Upon further inspection in the services I found that several services were stuck on starting and stopping, one of which was the Network Setup service, which I believe to be the reason why I wasn’t able to install the Hyper-V network adapter driver. Further investigations revealed that this was also nothing to do with resource utilisation as I had upgraded the Host VM to use 8 vcores and 32GB of memory with Premium SSD disks in Azure, but even this change had little to no effect on the problem.

 

 

 

 

 

 

 

I proceeded to restart the virtual machine in safe mode, set all the Exchange services to disabled in the startup type and I rebooted the virtual machine. This meant that the windows services were no longer stuck on stopping and the Hyper-V adapter installed successfully through device manager.

 

 

 

 

 

 

Therefore, I decided to try the migration again, but try disabling the Exchange services before turning the server off in Classic. This doesn’t actually stop the services, it just sets them to disabled, so you can do this without causing any impact to Exchange users until the server is rebooted or the services are manually stopped.

You can do this easily through Powershell by running the following on your server:

Get-Service | Where-Object { $_.DisplayName –like “Microsoft Exchange *” } | Set-Service –StartupType Disable

Alternatively you could put Exchange in maintenance mode. Here is a good TechNet post which explains how to do this. This is for 2013 but 2016 should work the same.

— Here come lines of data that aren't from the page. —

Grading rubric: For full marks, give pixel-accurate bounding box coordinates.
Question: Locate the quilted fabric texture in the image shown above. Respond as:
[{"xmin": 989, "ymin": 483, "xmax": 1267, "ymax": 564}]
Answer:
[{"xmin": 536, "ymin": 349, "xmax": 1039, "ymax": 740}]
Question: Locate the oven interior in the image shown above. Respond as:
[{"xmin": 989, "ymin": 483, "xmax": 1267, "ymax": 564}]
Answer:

Once I’d done this, I de-allocated the virtual machine, re-created the managed disk then tried creating the virtual machine in ARM again. This time, I was able to successfully connect to the virtual machine with no issues! I checked over the network adapter and device manager and everything looked perfect.

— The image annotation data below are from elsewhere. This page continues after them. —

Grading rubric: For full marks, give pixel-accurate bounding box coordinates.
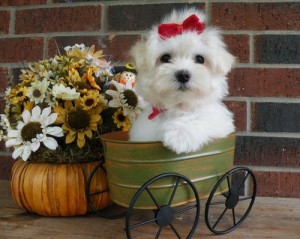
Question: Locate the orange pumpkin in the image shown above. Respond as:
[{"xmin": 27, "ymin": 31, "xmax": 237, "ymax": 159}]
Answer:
[{"xmin": 11, "ymin": 160, "xmax": 110, "ymax": 216}]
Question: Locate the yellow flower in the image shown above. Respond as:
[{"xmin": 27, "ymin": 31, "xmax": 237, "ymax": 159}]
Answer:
[
  {"xmin": 7, "ymin": 87, "xmax": 28, "ymax": 104},
  {"xmin": 54, "ymin": 101, "xmax": 102, "ymax": 148},
  {"xmin": 82, "ymin": 67, "xmax": 101, "ymax": 90},
  {"xmin": 113, "ymin": 108, "xmax": 131, "ymax": 131},
  {"xmin": 80, "ymin": 90, "xmax": 106, "ymax": 111}
]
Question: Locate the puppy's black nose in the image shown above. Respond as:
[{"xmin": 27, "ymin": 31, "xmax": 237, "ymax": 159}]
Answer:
[{"xmin": 175, "ymin": 70, "xmax": 191, "ymax": 83}]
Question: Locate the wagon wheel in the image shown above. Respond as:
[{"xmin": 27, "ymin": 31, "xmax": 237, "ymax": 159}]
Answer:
[
  {"xmin": 205, "ymin": 167, "xmax": 256, "ymax": 235},
  {"xmin": 125, "ymin": 173, "xmax": 200, "ymax": 239},
  {"xmin": 85, "ymin": 159, "xmax": 127, "ymax": 219}
]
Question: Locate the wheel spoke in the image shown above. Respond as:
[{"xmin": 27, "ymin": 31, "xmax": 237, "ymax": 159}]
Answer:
[
  {"xmin": 212, "ymin": 207, "xmax": 227, "ymax": 229},
  {"xmin": 173, "ymin": 205, "xmax": 197, "ymax": 214},
  {"xmin": 232, "ymin": 208, "xmax": 236, "ymax": 226},
  {"xmin": 128, "ymin": 218, "xmax": 156, "ymax": 229},
  {"xmin": 168, "ymin": 177, "xmax": 180, "ymax": 206},
  {"xmin": 155, "ymin": 227, "xmax": 163, "ymax": 239},
  {"xmin": 226, "ymin": 176, "xmax": 231, "ymax": 192},
  {"xmin": 146, "ymin": 187, "xmax": 160, "ymax": 209},
  {"xmin": 170, "ymin": 224, "xmax": 181, "ymax": 239}
]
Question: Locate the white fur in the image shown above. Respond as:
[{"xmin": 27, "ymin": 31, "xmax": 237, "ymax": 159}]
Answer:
[{"xmin": 130, "ymin": 9, "xmax": 235, "ymax": 153}]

I therefore proceeded to re-enable the Exchange services. You can do this in Powershell again like so:

Get-Service | Where-Object { $_.DisplayName –like “Microsoft Exchange *” } | Set-Service –StartupType Automatic

Give the virtual machine another reboot to allow the Exchange services to start in the preferred order to avoid any problems.

And that’s it! All working!

So, to summarise:

  • Exchange VM migrated from Classic to Resource Manager had no network adapter.
  • Gained console access through Hyper-V to find that the Hyper-V network adapter was not installed as it had no driver.
  • I wasn’t able to manually install the Hyper-V network adapter driver as it was timing out. This was due to the Network Setup service being stuck on stopping.
  • Identified that the Exchange services were somewhat causing some Windows services to misbehave, one of which was the Network Setup service. This is believed to be due to the Exchange services having a huge effect on the network stack in Windows.
  • Tried disabling the Exchange services through Safe Mode in Powershell. Rebooted the server to find Windows services behaving normally.
  • Manual installation of the Hyper-V network adapter driver was successful.
  • Tried the migration in Azure again, but tried disabling the Exchange services on the Classic VM before de-allocating it. The VM came up in ARM perfectly fine, with the Network Adapter driver installed.
  • Re-enabled Exchange services in ARM, rebooted the VM and service resumed with a successful migration!